Adopting, adapting, or abridging a complex idea

Charles Rondeau (creative commons - adapted)
Source: Charles Rondeau (creative commons - adapted)

Recently, when introducing their new venture, a popular British beer company promised that this would allow drinkers to enter ‘beer nirvana’. Now, I’m certainly partial to a drop of their ale, but I’m pretty sure that this experience was not what the Buddha had in mind 2,500 years ago when using this evocative word. So, what’s going on here?

Borrowing words

Languages constantly evolve, for many reasons and in many ways. One of the most prominent facets of this process is the importation of words from other languages. Far from being rigidly demarcated and separate, languages are constantly ‘borrowing’ items from each other, adopting and adapting these as ‘loanwords’. Indeed, as much as 41% of the 600,000 or so words in the Oxford English Dictionary are estimated to be so borrowed1.

Given that, a fascinating question is why we borrow words. In some instances, our language already has a perfectly good label for the phenomenon in question, but a foreign word is nevertheless deployed, perhaps because it conveys a certain intellectual gloss2. In many cases, however, a word is borrowed precisely because there isn’t an adequate native equivalent. These loanwords fill a ‘semantic gap’, namely ‘the lack of a convenient word to express what [one] wants to speak about’3.

In lacking an exact equivalent, such words could be regarded as ‘untranslatable’. I have taken a great interest in such words, particularly ones pertaining to wellbeing (being a researcher in positive psychology). For they point to phenomena which have been overlooked or underappreciated in one’s own culture and language. To that end, I am creating a positive lexicography, as I explore in two new books (see bio for details).

My contention is that by studying and indeed borrowing such words, the field of psychology might enrich its nomological network, thereby developing a better understanding of human beings and their potential.

In pursuit of nirvāṇa

However, this process of borrowing, transporting concepts from one cultural context to another, is far from straightforward. Consider the Sanskrit term nirvāṇa. This is surely universally recognised by English speakers – no doubt in part to the phenomenal success of the Seattle grunge band of the same name – and has been fully assimilated into the language.
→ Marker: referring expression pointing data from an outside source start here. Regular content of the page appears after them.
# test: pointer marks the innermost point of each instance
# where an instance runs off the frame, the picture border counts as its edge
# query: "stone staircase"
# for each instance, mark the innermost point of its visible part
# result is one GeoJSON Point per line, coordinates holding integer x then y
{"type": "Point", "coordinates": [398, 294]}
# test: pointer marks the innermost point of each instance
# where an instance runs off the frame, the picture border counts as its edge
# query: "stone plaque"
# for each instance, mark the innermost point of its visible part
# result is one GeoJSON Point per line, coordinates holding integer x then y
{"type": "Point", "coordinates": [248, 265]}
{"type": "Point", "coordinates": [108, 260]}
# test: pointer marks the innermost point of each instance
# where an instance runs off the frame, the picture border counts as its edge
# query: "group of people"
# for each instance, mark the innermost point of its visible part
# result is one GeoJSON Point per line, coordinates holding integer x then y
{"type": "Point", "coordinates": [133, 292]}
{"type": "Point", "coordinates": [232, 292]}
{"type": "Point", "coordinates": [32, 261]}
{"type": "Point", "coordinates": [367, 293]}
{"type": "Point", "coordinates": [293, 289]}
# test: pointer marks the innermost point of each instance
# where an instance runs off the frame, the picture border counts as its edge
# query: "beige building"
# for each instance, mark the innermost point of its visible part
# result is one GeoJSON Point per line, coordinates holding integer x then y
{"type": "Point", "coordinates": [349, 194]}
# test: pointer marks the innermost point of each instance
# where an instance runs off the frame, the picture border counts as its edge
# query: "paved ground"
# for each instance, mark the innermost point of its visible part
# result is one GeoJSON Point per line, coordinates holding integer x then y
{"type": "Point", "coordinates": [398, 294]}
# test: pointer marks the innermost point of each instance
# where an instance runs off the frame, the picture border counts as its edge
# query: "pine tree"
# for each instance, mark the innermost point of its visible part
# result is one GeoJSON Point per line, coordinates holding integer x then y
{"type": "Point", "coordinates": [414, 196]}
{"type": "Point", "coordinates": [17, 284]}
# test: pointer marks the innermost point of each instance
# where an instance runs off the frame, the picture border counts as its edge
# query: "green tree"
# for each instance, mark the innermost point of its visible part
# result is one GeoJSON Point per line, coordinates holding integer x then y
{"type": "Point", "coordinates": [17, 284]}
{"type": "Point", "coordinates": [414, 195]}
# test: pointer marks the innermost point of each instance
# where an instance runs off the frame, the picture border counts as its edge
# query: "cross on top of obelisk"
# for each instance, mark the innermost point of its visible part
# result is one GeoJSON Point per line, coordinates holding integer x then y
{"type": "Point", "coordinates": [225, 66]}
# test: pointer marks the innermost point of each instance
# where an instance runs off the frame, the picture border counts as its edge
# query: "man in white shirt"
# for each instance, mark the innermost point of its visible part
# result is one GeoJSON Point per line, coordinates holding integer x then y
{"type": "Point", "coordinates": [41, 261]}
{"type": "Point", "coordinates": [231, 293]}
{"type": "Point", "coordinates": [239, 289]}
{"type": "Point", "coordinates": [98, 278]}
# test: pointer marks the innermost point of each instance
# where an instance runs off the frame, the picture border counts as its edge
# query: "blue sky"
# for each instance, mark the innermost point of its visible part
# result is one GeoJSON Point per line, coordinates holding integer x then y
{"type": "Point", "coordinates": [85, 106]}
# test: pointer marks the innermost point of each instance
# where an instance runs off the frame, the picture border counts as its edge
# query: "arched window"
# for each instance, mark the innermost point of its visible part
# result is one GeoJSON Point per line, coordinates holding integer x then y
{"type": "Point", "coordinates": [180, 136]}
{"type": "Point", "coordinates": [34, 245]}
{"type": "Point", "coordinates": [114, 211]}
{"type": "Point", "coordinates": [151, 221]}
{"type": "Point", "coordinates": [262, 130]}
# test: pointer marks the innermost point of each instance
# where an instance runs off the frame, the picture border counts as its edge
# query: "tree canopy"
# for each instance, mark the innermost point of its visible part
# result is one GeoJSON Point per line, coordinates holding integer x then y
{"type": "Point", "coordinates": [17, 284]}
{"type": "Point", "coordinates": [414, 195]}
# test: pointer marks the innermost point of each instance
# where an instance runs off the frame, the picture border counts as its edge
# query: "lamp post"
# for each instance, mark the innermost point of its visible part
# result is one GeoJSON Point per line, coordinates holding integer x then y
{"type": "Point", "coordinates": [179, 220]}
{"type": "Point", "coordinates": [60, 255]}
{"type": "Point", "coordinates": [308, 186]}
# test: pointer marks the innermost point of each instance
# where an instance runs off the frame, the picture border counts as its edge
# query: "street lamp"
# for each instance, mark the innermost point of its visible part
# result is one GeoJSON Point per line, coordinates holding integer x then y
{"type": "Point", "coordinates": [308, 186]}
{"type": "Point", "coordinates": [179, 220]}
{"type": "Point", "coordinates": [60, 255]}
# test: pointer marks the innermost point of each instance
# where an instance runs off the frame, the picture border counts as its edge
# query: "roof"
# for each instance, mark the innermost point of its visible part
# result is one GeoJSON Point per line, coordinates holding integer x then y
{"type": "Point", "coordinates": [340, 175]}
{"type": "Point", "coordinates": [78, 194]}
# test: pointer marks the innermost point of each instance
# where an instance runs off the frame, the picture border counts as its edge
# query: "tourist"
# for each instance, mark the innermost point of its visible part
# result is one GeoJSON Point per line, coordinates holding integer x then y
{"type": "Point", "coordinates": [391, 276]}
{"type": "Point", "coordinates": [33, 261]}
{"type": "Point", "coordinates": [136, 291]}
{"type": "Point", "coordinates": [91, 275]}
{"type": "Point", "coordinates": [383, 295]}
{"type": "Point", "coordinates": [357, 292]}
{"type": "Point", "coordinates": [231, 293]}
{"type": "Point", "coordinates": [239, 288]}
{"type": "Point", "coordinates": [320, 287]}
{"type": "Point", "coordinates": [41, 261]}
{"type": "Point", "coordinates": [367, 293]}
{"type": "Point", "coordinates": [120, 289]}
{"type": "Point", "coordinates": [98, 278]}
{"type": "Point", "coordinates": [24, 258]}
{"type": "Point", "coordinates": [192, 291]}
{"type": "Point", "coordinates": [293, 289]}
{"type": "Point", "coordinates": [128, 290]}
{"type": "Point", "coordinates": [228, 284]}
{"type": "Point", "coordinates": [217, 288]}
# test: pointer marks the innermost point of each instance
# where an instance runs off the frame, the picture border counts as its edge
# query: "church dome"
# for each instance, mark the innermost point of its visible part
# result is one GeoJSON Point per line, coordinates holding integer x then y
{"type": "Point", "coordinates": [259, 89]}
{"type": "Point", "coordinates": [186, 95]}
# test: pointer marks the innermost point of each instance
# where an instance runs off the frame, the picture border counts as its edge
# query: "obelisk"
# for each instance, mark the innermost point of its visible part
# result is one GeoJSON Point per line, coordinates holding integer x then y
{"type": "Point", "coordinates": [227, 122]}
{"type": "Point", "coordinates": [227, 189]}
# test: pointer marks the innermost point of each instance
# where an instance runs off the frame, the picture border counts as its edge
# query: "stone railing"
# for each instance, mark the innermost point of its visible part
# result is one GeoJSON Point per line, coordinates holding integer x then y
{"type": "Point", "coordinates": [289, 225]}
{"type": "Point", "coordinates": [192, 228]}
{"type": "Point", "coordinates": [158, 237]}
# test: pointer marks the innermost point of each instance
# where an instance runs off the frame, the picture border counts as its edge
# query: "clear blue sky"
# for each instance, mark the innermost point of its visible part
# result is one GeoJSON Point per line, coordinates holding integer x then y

But to what extent have its original meanings been preserved?

The answer, it seems, is not especially (as we saw above). Or rather, although there may be superficial similarities, its usage in English usually lacks the deeper layers of context that gives the concept such resonance in traditions such as Buddhism. That is, when used in English, nirvāṇa tends to imply intense bliss – as in the case of that beer promotion – possibly with the connotation that this is enduring or even ‘everlasting’. Relatedly, it can function as a vague synonym of heaven, a blessed realm beyond the travails of earthly existence.

To an extent, these meanings are not discordant with original uses of the term. But they are denuded of the deeper context which gives the term such weight.

The significance of nirvāṇa

Traditions such as Buddhism endorse a metaphysics where existence is an endless cyclical pattern of birth, death and rebirth, known as saṃsāra. (Note though that this cycle can be interpreted according to various time-frames: from the notion of successive lives implied by theories of reincarnation, to the moment-to-moment way the self is continually brought into being.) Crucially, saṃsāra is regarded as inherently pervaded by duḥkha, a quality often translated as ‘suffering’ or ‘dissatisfaction’.

However, this unfortunate state of affairs is not inevitable. Buddhism’s central tenet is that it is possible – with the requisite training and commitment – to attain the complete and final cessation of duḥkha, and the consequent attainment of nirvāṇa, of total and lasting freedom.

Needless to say, much could be written about this process. Nevertheless, some aspects of its dynamics may be glimpsed through considering the etymology of nirvāṇa: to blow out or extinguish. This isn’t some nihilistic cataclysm whereby the person ceases to exist. Rather, extinguished are the psychological processes which engender duḥkha. Principally, this means craving and attachment – traits which render us perennially dissatisfied, anxiously looking to better our situation, even if life is pretty good.

In their place, through meditation and ethical training, one may reach the bountiful state of peace denoted by nirvāṇa. This doesn’t necessarily imply permanent bliss (although some reports do suggest that is possible). Rather, it describes a powerful and durable state of deep contentment, one not precariously dependent upon chance and circumstance, an elevated peak from which one need not necessarily descend.

As such, although as a loanword nirvāṇa has not totally lost these meanings, neither does it fully capture the significance and depth found within its original context. And this lesson is worth bearing in mind more generally as we engage with the fascination of untranslatable words.

References

[1] A.P. Grant, ‘Loanwords in British English’, in Loanwords in the World’s Languages: A Comparative Handbook, ed. M. Haspelmath and U. Tadmor (Berlin: De Gruyter Martin, 2009), 360–383.

[2] M. Haspelmath, ‘Lexical borrowing: concepts and issues’, in Loanwords in the World’s Languages: A Comparative Handbook, ed. M. Haspelmath and U. Tadmor (Berlin: De Gruyter Martin, 2009), 35–55.

[3] A. Lehrer, Semantic Fields and Lexical Structures (Amsterdam: North-Holland Publishing Co., 1974), at 105.